While some new tech solutions use blockchain to trace coffee and allow end consumers to ‘tip their farmers’, the iFinca platform turns the trading model on its head utilizing a network of verified transactions where every actor in a supply chain has equal access to information.
“The issue of transparency and being able to trace coffee to its origin is very important.
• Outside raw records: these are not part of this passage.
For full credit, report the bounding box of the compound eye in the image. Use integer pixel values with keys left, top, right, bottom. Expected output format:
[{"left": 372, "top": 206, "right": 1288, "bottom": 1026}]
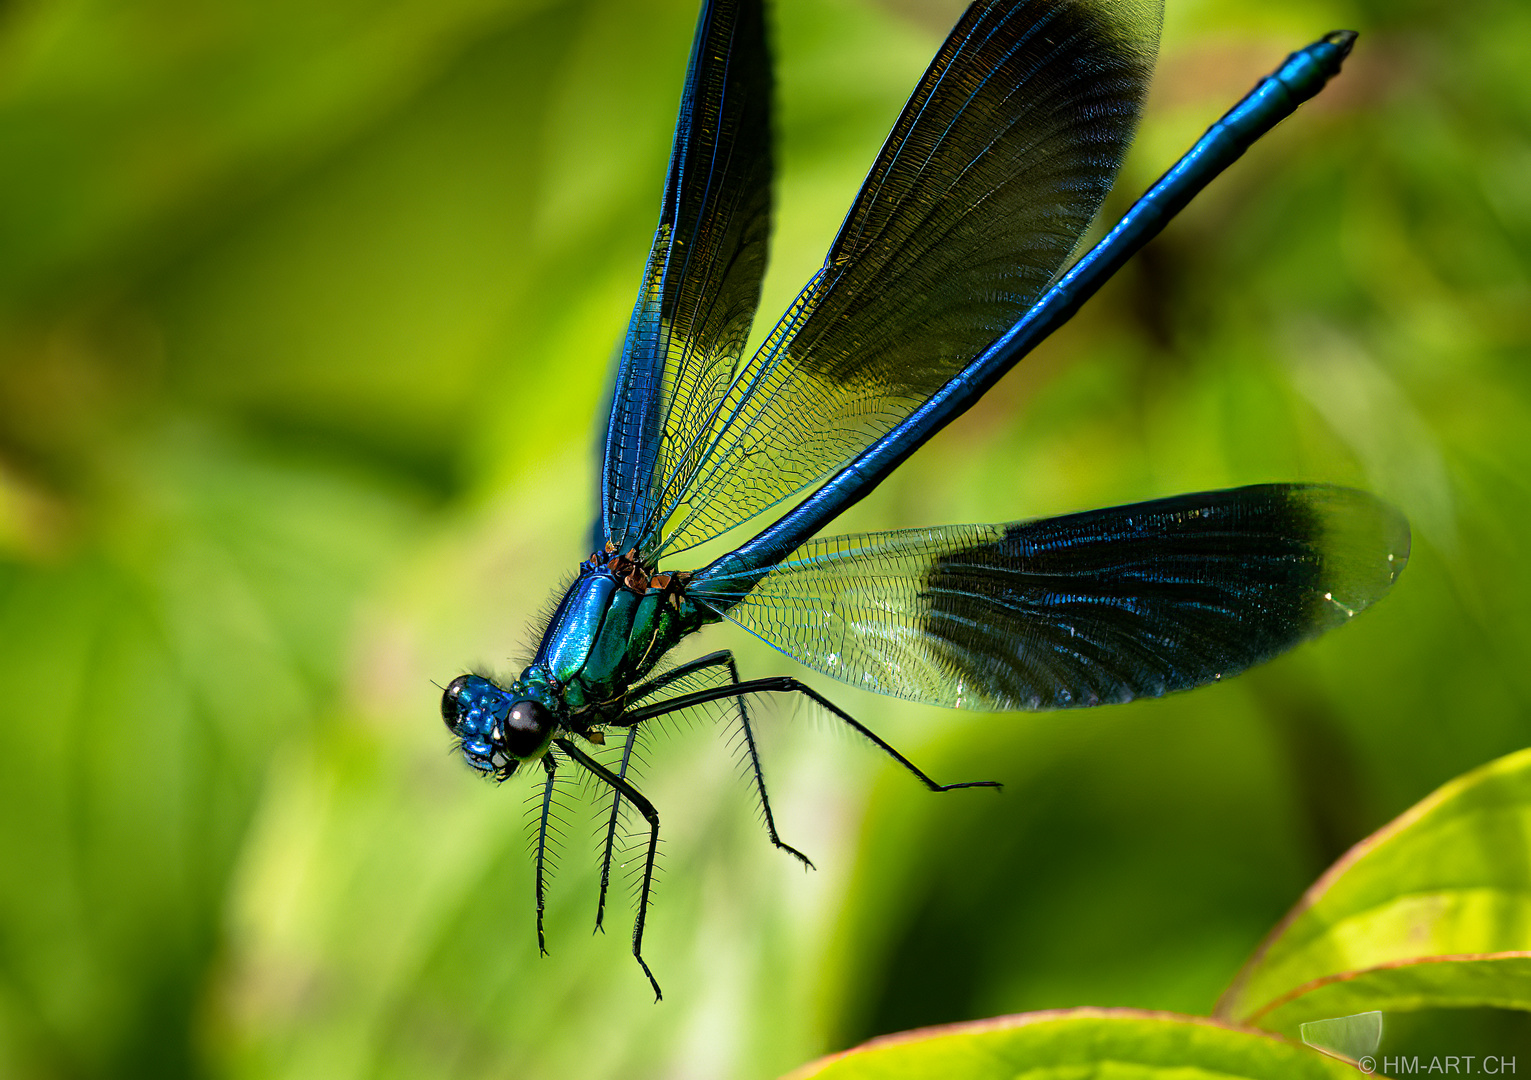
[
  {"left": 441, "top": 674, "right": 472, "bottom": 732},
  {"left": 503, "top": 699, "right": 553, "bottom": 758}
]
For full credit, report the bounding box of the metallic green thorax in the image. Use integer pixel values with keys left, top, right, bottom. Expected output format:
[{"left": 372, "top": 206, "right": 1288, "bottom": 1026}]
[{"left": 534, "top": 554, "right": 715, "bottom": 718}]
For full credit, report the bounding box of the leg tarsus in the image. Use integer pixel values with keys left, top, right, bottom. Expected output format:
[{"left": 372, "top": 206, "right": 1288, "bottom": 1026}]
[{"left": 765, "top": 678, "right": 1002, "bottom": 793}]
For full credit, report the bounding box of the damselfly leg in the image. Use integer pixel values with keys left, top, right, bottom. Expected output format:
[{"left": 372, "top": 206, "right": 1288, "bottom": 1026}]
[
  {"left": 556, "top": 738, "right": 664, "bottom": 1002},
  {"left": 620, "top": 676, "right": 1004, "bottom": 795},
  {"left": 534, "top": 754, "right": 557, "bottom": 955},
  {"left": 617, "top": 650, "right": 814, "bottom": 876}
]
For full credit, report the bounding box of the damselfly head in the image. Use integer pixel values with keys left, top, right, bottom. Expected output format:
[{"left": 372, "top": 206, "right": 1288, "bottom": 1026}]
[
  {"left": 441, "top": 673, "right": 513, "bottom": 776},
  {"left": 440, "top": 673, "right": 557, "bottom": 777}
]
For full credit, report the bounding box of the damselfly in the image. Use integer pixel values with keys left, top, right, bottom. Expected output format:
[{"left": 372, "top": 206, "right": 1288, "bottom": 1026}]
[{"left": 439, "top": 0, "right": 1408, "bottom": 999}]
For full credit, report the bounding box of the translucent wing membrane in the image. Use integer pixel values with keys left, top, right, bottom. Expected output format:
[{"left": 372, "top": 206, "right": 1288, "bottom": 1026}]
[
  {"left": 642, "top": 0, "right": 1162, "bottom": 557},
  {"left": 602, "top": 0, "right": 774, "bottom": 555},
  {"left": 692, "top": 485, "right": 1409, "bottom": 710}
]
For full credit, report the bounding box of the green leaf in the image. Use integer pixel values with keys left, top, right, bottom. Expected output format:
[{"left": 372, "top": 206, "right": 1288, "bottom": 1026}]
[
  {"left": 1271, "top": 958, "right": 1531, "bottom": 1036},
  {"left": 0, "top": 428, "right": 418, "bottom": 1077},
  {"left": 1217, "top": 747, "right": 1531, "bottom": 1034},
  {"left": 785, "top": 1009, "right": 1358, "bottom": 1080},
  {"left": 0, "top": 0, "right": 543, "bottom": 298}
]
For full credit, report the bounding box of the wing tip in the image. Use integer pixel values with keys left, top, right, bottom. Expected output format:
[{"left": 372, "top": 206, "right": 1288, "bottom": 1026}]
[{"left": 1297, "top": 484, "right": 1411, "bottom": 617}]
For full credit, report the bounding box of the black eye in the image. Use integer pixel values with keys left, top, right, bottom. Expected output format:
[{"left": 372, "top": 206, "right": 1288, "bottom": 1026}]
[
  {"left": 441, "top": 675, "right": 472, "bottom": 732},
  {"left": 503, "top": 699, "right": 553, "bottom": 758}
]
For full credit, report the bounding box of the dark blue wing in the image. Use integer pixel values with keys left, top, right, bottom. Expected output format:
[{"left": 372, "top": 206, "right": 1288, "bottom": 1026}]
[
  {"left": 638, "top": 0, "right": 1162, "bottom": 559},
  {"left": 601, "top": 0, "right": 773, "bottom": 556},
  {"left": 691, "top": 485, "right": 1409, "bottom": 710}
]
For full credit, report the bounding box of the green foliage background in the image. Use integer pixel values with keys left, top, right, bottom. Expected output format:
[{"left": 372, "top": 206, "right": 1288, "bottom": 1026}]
[{"left": 0, "top": 0, "right": 1526, "bottom": 1076}]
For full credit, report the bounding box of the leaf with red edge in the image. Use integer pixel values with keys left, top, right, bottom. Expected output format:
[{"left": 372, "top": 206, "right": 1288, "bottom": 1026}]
[
  {"left": 1218, "top": 747, "right": 1531, "bottom": 1034},
  {"left": 785, "top": 1008, "right": 1360, "bottom": 1080}
]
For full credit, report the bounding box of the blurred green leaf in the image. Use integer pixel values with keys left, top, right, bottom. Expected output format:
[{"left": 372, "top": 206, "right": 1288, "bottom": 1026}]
[
  {"left": 786, "top": 1009, "right": 1358, "bottom": 1080},
  {"left": 0, "top": 428, "right": 420, "bottom": 1077},
  {"left": 1218, "top": 747, "right": 1531, "bottom": 1034},
  {"left": 0, "top": 0, "right": 547, "bottom": 299}
]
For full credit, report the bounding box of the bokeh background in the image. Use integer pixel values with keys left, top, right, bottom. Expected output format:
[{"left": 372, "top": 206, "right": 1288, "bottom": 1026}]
[{"left": 0, "top": 0, "right": 1527, "bottom": 1076}]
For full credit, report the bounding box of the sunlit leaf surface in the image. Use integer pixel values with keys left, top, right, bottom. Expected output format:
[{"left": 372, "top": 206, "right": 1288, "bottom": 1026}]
[
  {"left": 787, "top": 1009, "right": 1358, "bottom": 1080},
  {"left": 1218, "top": 748, "right": 1531, "bottom": 1034}
]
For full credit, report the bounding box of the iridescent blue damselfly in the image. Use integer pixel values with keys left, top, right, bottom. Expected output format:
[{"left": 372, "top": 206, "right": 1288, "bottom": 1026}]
[{"left": 439, "top": 0, "right": 1408, "bottom": 999}]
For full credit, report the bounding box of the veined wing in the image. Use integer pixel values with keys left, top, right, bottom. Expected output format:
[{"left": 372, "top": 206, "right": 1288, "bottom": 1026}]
[
  {"left": 602, "top": 0, "right": 773, "bottom": 556},
  {"left": 643, "top": 0, "right": 1162, "bottom": 558},
  {"left": 690, "top": 485, "right": 1409, "bottom": 710}
]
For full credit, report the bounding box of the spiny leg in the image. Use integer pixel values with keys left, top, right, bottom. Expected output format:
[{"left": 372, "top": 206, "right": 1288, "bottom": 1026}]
[
  {"left": 589, "top": 652, "right": 733, "bottom": 929},
  {"left": 556, "top": 737, "right": 664, "bottom": 1002},
  {"left": 721, "top": 657, "right": 816, "bottom": 870},
  {"left": 589, "top": 652, "right": 734, "bottom": 934},
  {"left": 594, "top": 724, "right": 638, "bottom": 934},
  {"left": 534, "top": 752, "right": 558, "bottom": 955},
  {"left": 626, "top": 651, "right": 813, "bottom": 869},
  {"left": 621, "top": 676, "right": 1003, "bottom": 794}
]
It means being able to understand the way it was cultivated, how it moves around the world,” said Néstor Osorio, former Executive Director of the International Coffee Organization and former Ambassador to the UK and the United Nations. “As a platform, iFinca is the answer to how we innovate, to how we answer that question bringing producers and consumers closer together.”
Since its launch in October 2019, the iFinca platform has grown to include 38 exporters, 14 importers, 26 roasters and 19 cafes, and 9,430 individual farmers and 13 cooperatives across Colombia, Mexico, Guatemala, El Salvador, Honduras, Nicaragua, Haiti and the Dominican Republic.
Coffee traded via the iFinca app is currently available in the US, UK and will soon be available in the EU, Russia and South Korea.
iFinca’s blockchain platform validates transactions from the first delivery of parchment all the way to the cafe. In initial trading, iFinca has demonstrated a verifiable increase in price per pound for smallholder farmers.
Consumers will be able to access details about their coffee, including the price received by the farmer, when they scan a QR code at the point of sale.
“The insight into our relationships through iFinca allow us to have a direct connection with the farms we source from. This means better coffee for our customers and better income for the farmers we source from,” said Ed Wethli, owner of Crazy Mocha, a roaster/retailer with more than 25 locations in and around the Pittsburgh area. Crazy Mocha is the first cafe to serve iFinca verified coffee from seven farms in Colombia.